Since its birth 100 years ago, modern country and western has been the perfect vehicle for everyday strife and well-trodden woes. Its early female stars sang of lovesick blues and wanting to be a cowboy’s sweetheart, but in the 1960s Loretta Lynn invented a brand new kind of country. Though she’d be the last to brand her music ‘feminist’, and has many times dismissed the label, it was nothing but. All wry recollections of cheating husbands, the birth control revolution, sexual harassment and discrimination, Lynn’s music took the temperature of the 1960s but fed it through the life of a regular Southern woman.
On ‘Still Woman Enough’ – the 88-year-old singer’s 50th album – Lynn casts an eye back to some of her biggest hits, reimagining them with the help of an all-star 21st century cast.

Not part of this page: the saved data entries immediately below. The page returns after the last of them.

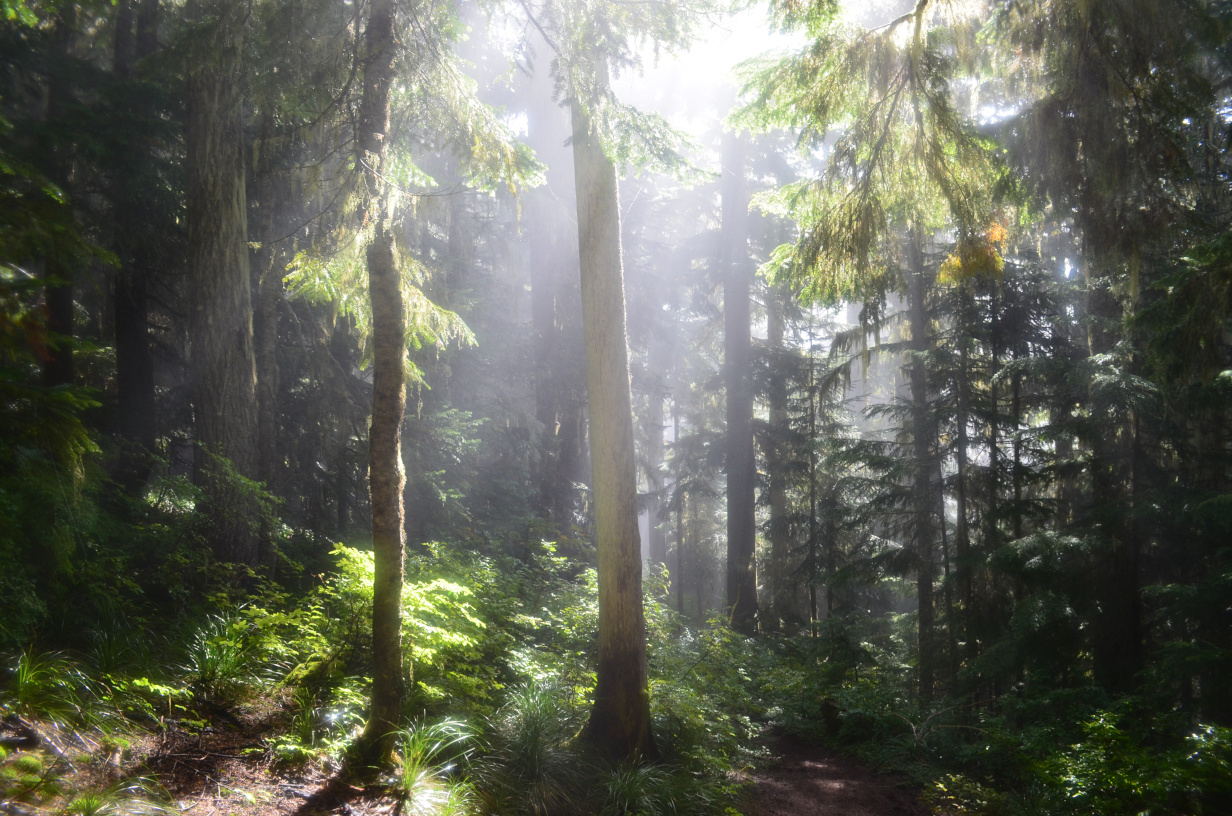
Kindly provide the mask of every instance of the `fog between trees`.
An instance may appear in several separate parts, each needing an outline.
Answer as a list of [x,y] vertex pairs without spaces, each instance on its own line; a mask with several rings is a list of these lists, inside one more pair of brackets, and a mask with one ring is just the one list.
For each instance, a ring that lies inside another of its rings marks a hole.
[[360,775],[550,680],[699,779],[1226,805],[1227,3],[4,9],[14,660],[253,638]]

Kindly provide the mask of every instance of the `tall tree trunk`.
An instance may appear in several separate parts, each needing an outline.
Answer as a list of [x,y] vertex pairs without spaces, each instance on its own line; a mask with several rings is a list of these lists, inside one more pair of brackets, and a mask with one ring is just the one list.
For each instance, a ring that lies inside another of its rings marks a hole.
[[[813,336],[813,318],[809,316],[809,357],[808,357],[808,598],[809,598],[809,634],[817,637],[817,580],[818,556],[817,544],[821,530],[817,519],[817,381],[816,360],[813,359],[815,337]],[[828,594],[828,588],[827,588]]]
[[744,146],[723,136],[723,373],[727,386],[727,607],[732,628],[757,631],[752,329]]
[[908,281],[910,298],[911,350],[911,443],[914,469],[912,484],[912,528],[917,560],[916,592],[919,611],[919,686],[920,702],[933,697],[935,648],[933,643],[933,490],[932,490],[932,423],[928,410],[928,372],[923,354],[929,348],[928,313],[924,302],[927,287],[924,281],[924,256],[920,238],[912,230],[907,238]]
[[[970,325],[964,321],[964,325]],[[955,564],[954,572],[958,581],[958,600],[959,607],[962,610],[962,620],[959,624],[960,637],[964,643],[965,650],[968,656],[974,657],[977,653],[976,644],[973,641],[973,627],[971,626],[971,618],[974,614],[972,603],[972,581],[971,581],[971,526],[968,520],[968,496],[967,496],[967,477],[970,475],[971,468],[967,463],[967,424],[970,421],[970,369],[967,362],[967,345],[966,338],[960,337],[959,342],[962,343],[962,348],[959,350],[959,367],[957,376],[957,411],[954,418],[957,426],[957,434],[954,443],[954,459],[955,459],[955,474],[954,474],[954,502],[957,505],[954,529],[954,549],[955,549]]]
[[680,455],[680,399],[672,399],[672,440],[676,445],[672,454],[676,465],[676,483],[672,485],[673,498],[676,501],[676,572],[672,575],[672,583],[676,589],[676,611],[684,614],[684,511],[688,494],[684,491],[684,457]]
[[207,516],[216,556],[255,566],[253,496],[241,476],[257,475],[256,365],[244,182],[240,67],[247,8],[229,0],[213,17],[210,48],[188,78],[186,158],[188,278],[193,311],[193,409]]
[[[778,627],[791,611],[791,538],[787,520],[787,381],[782,362],[783,311],[788,297],[782,286],[770,288],[766,299],[766,341],[770,349],[770,445],[766,451],[766,474],[770,480],[770,607],[769,623]],[[763,619],[763,625],[765,624]]]
[[[124,0],[116,15],[115,71],[127,79],[134,59],[150,56],[158,40],[151,28],[158,16],[158,0],[145,0],[137,15],[134,46],[131,0]],[[131,450],[120,465],[119,481],[135,490],[145,482],[150,468],[150,452],[155,445],[156,405],[154,399],[154,357],[150,351],[150,309],[147,286],[151,274],[148,253],[142,246],[130,246],[127,236],[135,232],[127,225],[146,218],[147,209],[139,191],[128,189],[127,180],[116,185],[115,207],[117,252],[129,265],[116,271],[114,281],[116,392],[118,430]]]
[[402,575],[406,550],[402,415],[406,410],[406,313],[394,256],[393,232],[383,213],[381,178],[388,155],[390,85],[396,43],[393,0],[371,0],[364,32],[363,98],[359,106],[359,159],[376,230],[368,246],[372,301],[372,426],[368,433],[368,485],[372,499],[372,706],[361,738],[363,759],[382,763],[406,696],[402,663]]
[[[600,70],[596,79],[605,87],[606,67]],[[599,677],[586,735],[613,756],[651,758],[620,202],[616,168],[577,100],[573,172],[599,554]]]

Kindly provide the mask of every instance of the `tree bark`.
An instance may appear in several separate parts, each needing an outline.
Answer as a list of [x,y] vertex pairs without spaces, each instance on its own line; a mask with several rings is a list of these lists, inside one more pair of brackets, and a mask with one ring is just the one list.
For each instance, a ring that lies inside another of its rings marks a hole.
[[394,255],[393,233],[385,223],[384,182],[388,154],[390,85],[396,42],[393,0],[371,0],[364,32],[363,98],[359,107],[359,159],[377,218],[368,247],[368,292],[372,300],[372,426],[368,434],[368,483],[372,500],[372,706],[359,755],[381,764],[393,748],[402,715],[406,672],[402,664],[402,575],[406,550],[402,464],[402,415],[406,409],[406,313]]
[[[602,70],[602,69],[601,69]],[[598,77],[606,86],[606,71]],[[655,756],[646,676],[641,541],[616,168],[573,102],[582,326],[599,555],[599,672],[587,738],[621,759]]]
[[257,473],[256,365],[248,264],[243,113],[239,79],[246,8],[209,7],[214,17],[207,61],[188,78],[186,159],[188,278],[193,408],[198,472],[215,555],[259,562],[256,507],[219,461],[248,478]]
[[727,607],[732,628],[757,631],[752,329],[744,146],[723,136],[723,373],[727,387]]

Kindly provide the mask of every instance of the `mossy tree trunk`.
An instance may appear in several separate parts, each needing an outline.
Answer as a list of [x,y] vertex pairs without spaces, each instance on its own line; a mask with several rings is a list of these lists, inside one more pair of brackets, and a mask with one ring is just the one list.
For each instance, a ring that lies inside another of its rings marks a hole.
[[402,663],[402,570],[406,550],[402,464],[402,415],[406,409],[406,312],[391,225],[384,217],[390,85],[396,42],[392,0],[372,0],[364,34],[363,98],[359,107],[359,158],[377,219],[368,246],[372,300],[372,425],[368,433],[368,486],[372,501],[372,706],[361,739],[364,762],[380,764],[393,747],[402,715],[406,672]]

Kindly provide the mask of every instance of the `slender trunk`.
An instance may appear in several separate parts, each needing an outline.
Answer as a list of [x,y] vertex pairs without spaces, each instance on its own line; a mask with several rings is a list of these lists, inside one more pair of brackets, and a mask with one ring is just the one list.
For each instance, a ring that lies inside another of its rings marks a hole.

Margo Price joins in for a new version of ‘One’s On The Way’, Lynn’s tongue-in-cheek Shel Silverstein-penned hit from 1971. Still swinging – and steadfastly refusing to add any modern glitter aside from Price’s vocals, which are almost as old-school as Lynn’s twanging drawl – the duet depicts a kitchen-bound housewife, barefoot and pregnant but dealing with it as best she can. Liberation, she reasons, might be OK for the “girls in New York city”, but in Lynn’s small town, she has a family to look after and a home to run. 50 years down the line and it’s a situation that still rings true for so many women.
Lynn throws things back even further with a spirited version of ‘Keep On The Sunny Side’, written by Ada Blenkhorn and popularised by hillbilly originators – and two-thirds female – the Carter Family in the late 1920s. There’s new material too, but the message is always the same, with the focus on women’s innate strength and capabilities. “I wasn’t raised to give up,” Lynn hollers on the title track, which was co-written by Lynn’s daughter Patsy Lynn Russell and features vocals from fellow living legend Reba McEntire and relative newcomer Carrie Underwood, offering a cross-generational celebration of women in country.
A spoken-word recitation of Lynn’s 1970 signature song ‘Coal Miner’s Daughter’ is perhaps the only proper gesture towards Lynn’s advancing years. Over plaintively plucked banjo, she retells her well-trodden childhood tale of poverty and hardship, looking back across the decades to her youth in the 1930s: “We were poor, but we had love,” she beams, still one of country music’s greatest living legends.